N° 622 | Le 23 mai 2002 | Patrick Méheust | Critiques de livres (accès libre)
La place du père dans la famille contemporaine n’est plus une évidence donnée d’avance. Nous sommes entrés dans une période marquée par une forme de polyculture de la parentalité où chacun, père, mère mais aussi enfant est en recherche d’un nouveau statut qui ne va plus de soi mais dépend intimement de la façon dont s’agencent les relations au sein de la famille. Au temps de la toute-puissance de l’église, la paternité ne pouvait s’acquérir que grâce au mariage religieux. La femme de son côté devait se porter garante de l’authenticité de cette paternité par un comportement conjugal exemplaire. Le père incarnait le droit, l’autorité, dans une société très communautaire. L’enfant était amené à reproduire l’exemple de son géniteur.
À partir de la Révolution de 1789 et avec l’avènement de la société industrielle, le pouvoir paternel progressivement diminue. Le père, s’il veut rester effectivement chef de famille, doit par son travail subvenir aux besoins des siens. Cependant, il conserve un certain nombre de prérogatives même si l’État s’affirme de plus en plus comme un relais éducatif chargé de transmettre aux enfants les valeurs de la République.
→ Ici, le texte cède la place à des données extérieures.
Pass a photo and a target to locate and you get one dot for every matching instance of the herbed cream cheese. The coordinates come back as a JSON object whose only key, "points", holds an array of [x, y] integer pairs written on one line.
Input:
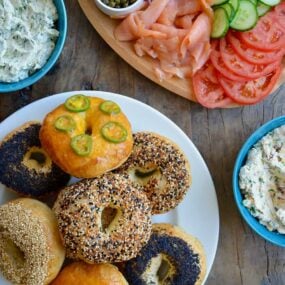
{"points": [[262, 180], [27, 37]]}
Aujourd’hui, et bien que la société demeure à domination masculine, la famille n’est plus centrée sur le père. À cela plusieurs raisons. La maîtrise de la fécondité et les revendications en matière d’égalité professionnelle confèrent dorénavant un nouveau statut aux femmes. Elles sont devenues des sujets sociaux qui ne se définissent plus uniquement en fonction de leur statut d’épouse ou de mère. Parallèlement, l’objectif de la famille s’est déplacé de l’intérêt pour le père vers l’intérêt pour l’enfant mais le rôle tenu par la mère dans l’épanouissement de l’enfant est toujours prédominant. La filiation de sang a perdu de son importance du fait des nombreuses recompositions familiales et si le père reste « éducateur », il n’est plus nécessairement le « père biologique ».
Aussi, les places socialement assignées ayant tendance à se diluer, c’est plutôt la qualité du lien qui prend de l’importance dans les configurations familiales actuelles. La paternité devient à cet égard une fonction essentiellement relationnelle dans le sens où les « nouveaux » pères se veulent des animateurs, des accompagnateurs de l’affirmation identitaire des enfants. Mais ce nouvel exercice de la paternité est encore insuffisamment reconnu sous l’angle institutionnel. L’enjeu est donc aujourd’hui de faire en sorte que les institutions accompagnatrices de la petite enfance, de l’enfance et de l’adolescence se mettent en phase avec les évolutions contemporaines. Celles-ci vont dans le sens d’un partage plus équitable entre les hommes et les femmes des rôles autour de l’enfant. Il serait dommage que les pouvoirs publics mésestiment ce rééquilibrage.